How to Set Up a Secure SSH Server on Linux: A Complete Guide

SSH: The Essential Tool for Remote Server Management

SSH (Secure Shell) is the standard protocol for securely accessing remote Linux servers. Whether you're managing a VPS, a home lab, or a fleet of cloud machines, knowing how to properly set up and secure SSH is a fundamental sysadmin skill.

Step 1: Install OpenSSH Server

Most Linux servers come with OpenSSH pre-installed. If not, install it with your distro's package manager:

Ubuntu/Debian: sudo apt install openssh-server
Fedora/RHEL: sudo dnf install openssh-server
Arch Linux: sudo pacman -S openssh

Enable and start the service:

sudo systemctl enable --now sshd

Verify it's running: sudo systemctl status sshd

Step 2: Configure the SSH Daemon

The main configuration file is /etc/ssh/sshd_config. Always back it up before editing:

sudo cp /etc/ssh/sshd_config /etc/ssh/sshd_config.bak

Key settings to configure:

Setting	Recommended Value	Purpose
`Port`	2222 (or custom)	Change from default 22 to reduce automated scans
`PermitRootLogin`	`no`	Prevent direct root login
`PasswordAuthentication`	`no`	Disable password login after setting up keys
`PubkeyAuthentication`	`yes`	Enable key-based login
`MaxAuthTries`	`3`	Limit login attempts per connection
`LoginGraceTime`	`30`	Seconds before unauthenticated connections timeout

After editing, test your configuration before restarting: sudo sshd -t

Step 3: Set Up Key-Based Authentication

Password-based SSH login is vulnerable to brute-force attacks. Key-based authentication is far more secure.

On your local machine, generate a key pair:

ssh-keygen -t ed25519 -C "your_email@example.com"

Use ed25519 — it's modern, fast, and more secure than RSA-2048.

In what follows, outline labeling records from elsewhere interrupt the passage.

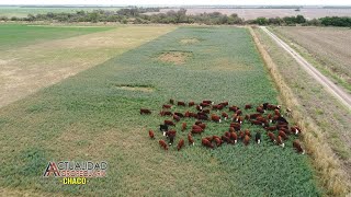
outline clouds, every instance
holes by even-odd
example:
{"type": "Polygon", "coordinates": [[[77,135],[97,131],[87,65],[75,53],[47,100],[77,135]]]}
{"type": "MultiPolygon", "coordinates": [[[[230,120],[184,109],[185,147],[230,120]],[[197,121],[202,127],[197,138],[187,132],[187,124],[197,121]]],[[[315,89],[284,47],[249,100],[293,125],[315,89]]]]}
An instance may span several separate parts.
{"type": "Polygon", "coordinates": [[[233,4],[233,5],[249,5],[249,4],[279,4],[279,5],[351,5],[351,0],[1,0],[0,4],[233,4]]]}

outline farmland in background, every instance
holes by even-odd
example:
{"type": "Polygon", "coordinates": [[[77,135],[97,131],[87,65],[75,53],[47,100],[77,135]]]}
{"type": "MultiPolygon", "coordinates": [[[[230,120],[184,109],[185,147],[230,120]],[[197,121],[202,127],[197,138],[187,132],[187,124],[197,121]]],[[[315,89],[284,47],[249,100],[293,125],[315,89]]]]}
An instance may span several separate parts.
{"type": "Polygon", "coordinates": [[[4,35],[0,38],[3,44],[0,48],[0,106],[4,106],[176,27],[13,24],[0,25],[0,34],[4,35]]]}
{"type": "Polygon", "coordinates": [[[67,8],[45,8],[45,7],[0,7],[0,16],[16,16],[16,18],[26,18],[29,14],[46,14],[47,12],[53,13],[76,13],[77,11],[88,11],[91,12],[93,10],[110,10],[110,11],[117,11],[120,8],[92,8],[92,7],[67,7],[67,8]]]}
{"type": "MultiPolygon", "coordinates": [[[[330,31],[339,28],[330,28],[330,31]]],[[[321,30],[324,31],[324,30],[321,30]]],[[[326,30],[328,31],[328,30],[326,30]]],[[[316,125],[316,129],[326,138],[336,155],[341,161],[341,169],[346,176],[351,179],[351,114],[337,99],[330,95],[320,84],[316,83],[287,53],[282,53],[282,48],[272,40],[262,30],[254,28],[260,42],[269,51],[272,60],[276,65],[280,74],[290,85],[293,94],[301,105],[296,105],[296,111],[306,114],[316,125]],[[294,73],[294,74],[292,74],[294,73]]],[[[342,37],[339,37],[342,38],[342,37]]],[[[332,51],[330,51],[332,53],[332,51]]],[[[317,161],[324,162],[324,161],[317,161]]]]}
{"type": "Polygon", "coordinates": [[[95,32],[112,30],[113,27],[82,27],[82,26],[35,26],[22,24],[0,25],[0,51],[22,47],[50,39],[68,38],[95,32]]]}
{"type": "Polygon", "coordinates": [[[272,27],[324,74],[351,92],[351,31],[338,27],[272,27]]]}
{"type": "MultiPolygon", "coordinates": [[[[161,13],[166,13],[170,10],[178,9],[161,9],[161,13]]],[[[188,8],[186,14],[200,14],[200,13],[210,13],[210,12],[220,12],[223,14],[230,15],[236,13],[239,18],[245,20],[254,20],[257,18],[284,18],[292,15],[304,15],[306,19],[324,18],[324,16],[351,16],[351,9],[309,9],[304,8],[299,11],[295,9],[201,9],[201,8],[188,8]]]]}
{"type": "MultiPolygon", "coordinates": [[[[3,107],[0,185],[104,196],[320,195],[309,159],[297,154],[291,140],[283,149],[263,134],[260,146],[208,150],[196,136],[194,147],[165,152],[147,134],[158,129],[163,118],[157,114],[170,97],[242,107],[278,103],[278,96],[246,28],[180,27],[3,107]],[[140,116],[140,107],[154,114],[140,116]],[[107,176],[67,187],[41,177],[49,160],[107,161],[107,176]]],[[[208,124],[203,136],[227,128],[208,124]]],[[[185,138],[179,125],[177,130],[176,141],[185,138]]]]}

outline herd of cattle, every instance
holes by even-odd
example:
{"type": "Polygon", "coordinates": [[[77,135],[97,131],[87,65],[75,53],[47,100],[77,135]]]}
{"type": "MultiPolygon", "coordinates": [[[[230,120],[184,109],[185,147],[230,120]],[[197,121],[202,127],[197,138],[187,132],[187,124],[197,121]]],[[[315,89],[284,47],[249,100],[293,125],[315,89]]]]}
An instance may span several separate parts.
{"type": "MultiPolygon", "coordinates": [[[[168,150],[168,146],[172,146],[174,142],[177,131],[174,129],[176,124],[180,123],[184,118],[193,118],[195,123],[189,127],[190,132],[188,134],[188,142],[189,146],[194,144],[193,135],[200,135],[205,132],[206,123],[215,121],[220,124],[223,121],[230,123],[228,130],[223,134],[223,136],[207,136],[202,138],[202,144],[204,147],[214,149],[215,147],[220,147],[223,143],[236,144],[239,141],[242,141],[245,146],[248,146],[251,141],[253,134],[249,129],[241,129],[244,124],[257,125],[258,127],[262,127],[264,132],[267,132],[269,139],[278,146],[284,147],[290,135],[299,135],[301,128],[298,126],[290,126],[288,121],[281,114],[280,105],[272,105],[270,103],[263,103],[256,107],[256,113],[247,113],[244,112],[251,111],[252,105],[245,105],[244,109],[238,106],[228,106],[228,102],[222,102],[215,104],[212,101],[203,101],[200,104],[195,104],[194,102],[185,102],[174,100],[170,100],[169,104],[162,105],[162,109],[159,113],[162,117],[170,117],[166,119],[160,126],[159,130],[162,132],[165,139],[159,140],[159,144],[165,150],[168,150]],[[185,113],[180,112],[171,112],[171,108],[177,105],[179,107],[190,107],[193,112],[186,111],[185,113]],[[226,111],[226,112],[225,112],[226,111]],[[210,115],[211,114],[211,115],[210,115]],[[219,115],[218,115],[219,114],[219,115]],[[171,129],[171,127],[173,127],[171,129]],[[276,132],[276,135],[274,134],[276,132]],[[166,142],[168,141],[168,143],[166,142]]],[[[290,109],[287,109],[290,111],[290,109]]],[[[252,112],[252,111],[251,111],[252,112]]],[[[140,108],[140,115],[151,114],[151,111],[148,108],[140,108]]],[[[181,131],[185,131],[188,129],[188,125],[185,121],[181,124],[181,131]]],[[[262,129],[261,129],[262,130],[262,129]]],[[[149,137],[155,139],[155,132],[149,130],[149,137]]],[[[261,143],[261,131],[257,131],[254,134],[256,143],[261,143]]],[[[184,147],[184,140],[180,139],[177,146],[178,150],[181,150],[184,147]]],[[[304,154],[305,151],[302,148],[298,140],[293,141],[293,148],[296,149],[298,153],[304,154]]]]}

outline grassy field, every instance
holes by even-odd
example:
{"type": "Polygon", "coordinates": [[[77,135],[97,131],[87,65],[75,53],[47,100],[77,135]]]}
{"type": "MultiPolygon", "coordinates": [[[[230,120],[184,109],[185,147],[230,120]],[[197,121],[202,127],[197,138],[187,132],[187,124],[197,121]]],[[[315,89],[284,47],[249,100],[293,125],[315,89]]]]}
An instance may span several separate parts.
{"type": "Polygon", "coordinates": [[[351,92],[351,53],[346,50],[351,45],[349,28],[286,26],[272,30],[324,74],[351,92]]]}
{"type": "MultiPolygon", "coordinates": [[[[2,28],[7,30],[5,27],[9,26],[10,28],[18,27],[18,25],[5,25],[2,28]]],[[[33,35],[44,34],[43,28],[55,28],[54,35],[57,35],[67,34],[66,28],[70,27],[31,26],[33,35]]],[[[172,26],[118,26],[105,31],[97,28],[97,32],[68,38],[46,35],[47,39],[39,39],[22,47],[13,44],[16,38],[7,40],[7,45],[11,48],[0,49],[0,106],[102,63],[174,30],[172,26]]],[[[72,28],[70,31],[73,34],[79,34],[80,30],[72,28]]],[[[19,36],[27,37],[27,35],[18,35],[16,37],[19,36]]],[[[63,35],[60,36],[63,37],[63,35]]]]}
{"type": "Polygon", "coordinates": [[[26,18],[29,14],[46,14],[48,12],[53,13],[76,13],[77,11],[93,11],[93,10],[110,10],[117,11],[120,8],[29,8],[29,7],[0,7],[0,16],[16,16],[16,18],[26,18]]]}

Copy your public key to the server:

ssh-copy-id -i ~/.ssh/id_ed25519.pub username@server-ip

Or manually append the public key to ~/.ssh/authorized_keys on the server.

Test key login, then disable passwords:

Once you confirm key-based login works, set PasswordAuthentication no in sshd_config and restart SSH:

sudo systemctl restart sshd

Step 4: Harden with Fail2Ban

Fail2Ban monitors log files and automatically bans IPs that show malicious behavior (like repeated failed logins).

sudo apt install fail2ban   # Ubuntu/Debian
sudo systemctl enable --now fail2ban

Create a local config file to override defaults:

sudo cp /etc/fail2ban/jail.conf /etc/fail2ban/jail.local

In jail.local, set reasonable values for the SSH jail:

[sshd]
enabled = true
maxretry = 5
findtime = 600
bantime = 3600

This bans any IP that fails login 5 times within 10 minutes, for 1 hour.

Step 5: Configure the Firewall

Only allow SSH traffic on your chosen port. Using UFW (Ubuntu):

sudo ufw allow 2222/tcp
sudo ufw enable
sudo ufw status

If using firewalld (Fedora/RHEL):

sudo firewall-cmd --permanent --add-port=2222/tcp
sudo firewall-cmd --reload

Security Checklist

✅ Changed default port from 22
✅ Disabled root login
✅ Using key-based authentication only
✅ Disabled password authentication
✅ Installed and configured Fail2Ban
✅ Firewall allows only necessary ports
✅ Regularly audit ~/.ssh/authorized_keys

A properly secured SSH setup significantly reduces your attack surface. Combine these steps with regular system updates and you'll have a solid security baseline for any Linux server.